Barut Emre, Fan Jianqing, Verhasselt Anneleen
Department of Statistics, George Washington University, Washington, DC 20052, USA.
Department of Operations Research & Financial Engineering, Princeton University, Princeton, NJ 08544, USA and special-term professor, School of Big Data, Fudan University, Shanghai, China.
J Am Stat Assoc. 2016;111(515):1266-1277. doi: 10.1080/01621459.2015.1092974. Epub 2016 Oct 18.
Independence screening is powerful for variable selection when the number of variables is massive. Commonly used independence screening methods are based on marginal correlations or its variants.
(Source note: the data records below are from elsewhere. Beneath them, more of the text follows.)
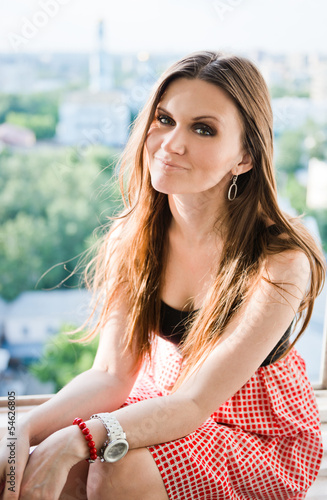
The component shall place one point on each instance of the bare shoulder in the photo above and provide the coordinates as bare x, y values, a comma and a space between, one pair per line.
290, 267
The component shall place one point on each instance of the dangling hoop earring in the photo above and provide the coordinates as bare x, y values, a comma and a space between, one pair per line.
232, 192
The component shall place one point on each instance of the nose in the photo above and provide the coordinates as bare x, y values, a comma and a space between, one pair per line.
174, 141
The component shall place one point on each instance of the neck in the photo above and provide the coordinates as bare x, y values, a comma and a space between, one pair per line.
194, 216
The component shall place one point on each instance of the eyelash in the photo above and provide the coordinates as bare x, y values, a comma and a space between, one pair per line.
196, 126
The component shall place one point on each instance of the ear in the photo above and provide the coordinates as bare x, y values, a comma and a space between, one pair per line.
244, 165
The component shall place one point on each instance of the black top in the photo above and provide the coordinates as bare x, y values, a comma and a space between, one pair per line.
173, 325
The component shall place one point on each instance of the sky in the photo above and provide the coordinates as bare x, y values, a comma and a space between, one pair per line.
277, 26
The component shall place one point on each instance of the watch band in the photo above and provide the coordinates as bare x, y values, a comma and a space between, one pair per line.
113, 428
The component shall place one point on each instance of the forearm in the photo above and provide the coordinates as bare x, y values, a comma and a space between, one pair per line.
90, 392
153, 421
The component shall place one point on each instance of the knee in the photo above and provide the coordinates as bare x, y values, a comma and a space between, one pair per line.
105, 481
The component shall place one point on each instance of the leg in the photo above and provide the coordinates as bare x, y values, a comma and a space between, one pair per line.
134, 477
75, 487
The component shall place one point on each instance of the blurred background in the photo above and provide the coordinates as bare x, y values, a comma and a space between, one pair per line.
73, 76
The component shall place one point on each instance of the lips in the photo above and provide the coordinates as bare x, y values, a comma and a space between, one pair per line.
168, 163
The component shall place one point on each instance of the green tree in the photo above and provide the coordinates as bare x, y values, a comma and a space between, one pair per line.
52, 200
43, 126
63, 360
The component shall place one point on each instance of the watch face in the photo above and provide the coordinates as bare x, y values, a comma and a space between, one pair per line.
115, 450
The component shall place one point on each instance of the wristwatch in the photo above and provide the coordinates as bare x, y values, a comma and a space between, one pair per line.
116, 445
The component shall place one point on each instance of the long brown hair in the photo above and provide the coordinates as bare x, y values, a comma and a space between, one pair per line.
133, 259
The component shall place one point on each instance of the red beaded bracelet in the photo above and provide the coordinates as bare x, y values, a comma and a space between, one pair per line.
88, 436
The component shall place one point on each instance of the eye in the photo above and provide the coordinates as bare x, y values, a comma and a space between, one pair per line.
203, 129
164, 120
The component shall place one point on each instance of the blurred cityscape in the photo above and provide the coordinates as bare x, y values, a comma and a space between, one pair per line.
64, 119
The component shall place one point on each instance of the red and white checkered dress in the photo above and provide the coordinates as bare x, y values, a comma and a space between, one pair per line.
263, 443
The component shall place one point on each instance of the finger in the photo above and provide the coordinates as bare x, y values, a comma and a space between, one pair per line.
14, 473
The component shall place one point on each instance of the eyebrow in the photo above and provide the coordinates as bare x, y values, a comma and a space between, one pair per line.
219, 120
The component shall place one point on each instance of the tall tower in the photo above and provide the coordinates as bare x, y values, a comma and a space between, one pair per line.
101, 78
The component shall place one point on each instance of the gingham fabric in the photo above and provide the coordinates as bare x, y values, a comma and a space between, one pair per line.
263, 443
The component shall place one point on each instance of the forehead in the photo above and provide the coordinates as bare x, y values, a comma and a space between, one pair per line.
194, 97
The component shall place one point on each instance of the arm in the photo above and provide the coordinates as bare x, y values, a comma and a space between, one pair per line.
250, 337
104, 387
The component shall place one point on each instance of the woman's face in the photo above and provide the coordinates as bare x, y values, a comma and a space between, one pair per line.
195, 142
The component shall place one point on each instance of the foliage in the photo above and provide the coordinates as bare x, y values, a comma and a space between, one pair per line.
52, 200
42, 104
63, 360
294, 150
43, 126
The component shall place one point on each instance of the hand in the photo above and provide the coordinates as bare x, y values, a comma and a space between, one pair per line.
13, 459
48, 466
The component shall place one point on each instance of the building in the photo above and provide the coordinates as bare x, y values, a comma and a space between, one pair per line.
100, 114
87, 118
31, 319
317, 184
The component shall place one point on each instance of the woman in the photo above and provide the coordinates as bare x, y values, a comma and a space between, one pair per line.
198, 284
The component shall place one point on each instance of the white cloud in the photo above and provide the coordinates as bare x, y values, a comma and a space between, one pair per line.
173, 25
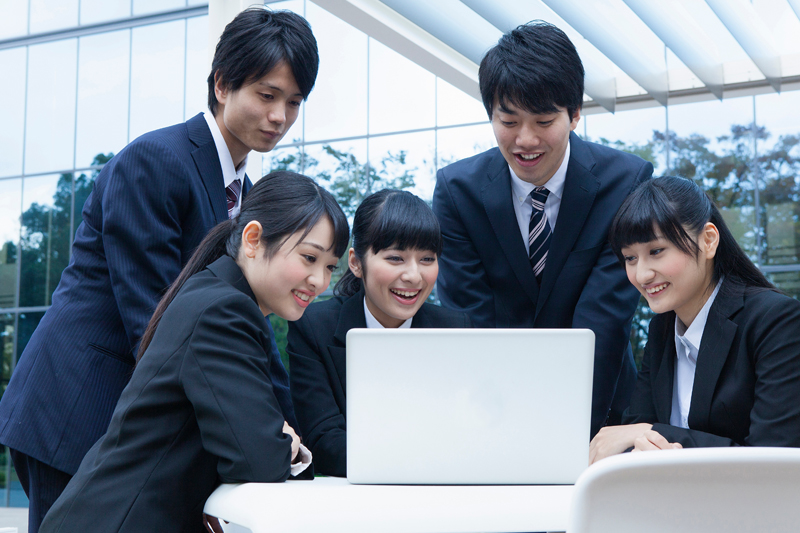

When some prior knowledge on a certain important set of variables is available, a natural assessment on the relative importance of the other predictors is their conditional contributions to the response given the known set of variables. This results in conditional sure independence screening (CSIS). CSIS produces a rich family of alternative screening methods by different choices of the conditioning set and can help reduce the number of false positive and false negative selections when covariates are highly correlated. This paper proposes and studies CSIS in generalized linear models. We give conditions under which sure screening is possible and derive an upper bound on the number of selected variables. We also spell out the situation under which CSIS yields model selection consistency and the properties of CSIS when a data-driven conditioning set is used. Moreover, we provide two data-driven methods to select the thresholding parameter of conditional screening. The utility of the procedure is illustrated by simulation studies and analysis of two real datasets.
当变量数量众多时,独立性筛选在变量选择方面具有强大作用。常用的独立性筛选方法基于边际相关性或其变体。当关于某一重要变量集的一些先验知识可用时,对其他预测变量相对重要性的一种自然评估是它们在给定已知变量集的情况下对响应的条件贡献。这就产生了条件确定独立性筛选(CSIS)。通过对条件集的不同选择,CSIS产生了一系列丰富的替代筛选方法,并且当协变量高度相关时,有助于减少误选和漏选的数量。本文在广义线性模型中提出并研究了CSIS。我们给出了能够进行确定筛选的条件,并推导了所选变量数量的上限。我们还详细说明了CSIS产生模型选择一致性的情况以及使用数据驱动的条件集时CSIS的性质。此外,我们提供了两种数据驱动的方法来选择条件筛选的阈值参数。通过模拟研究和对两个真实数据集的分析说明了该方法的实用性。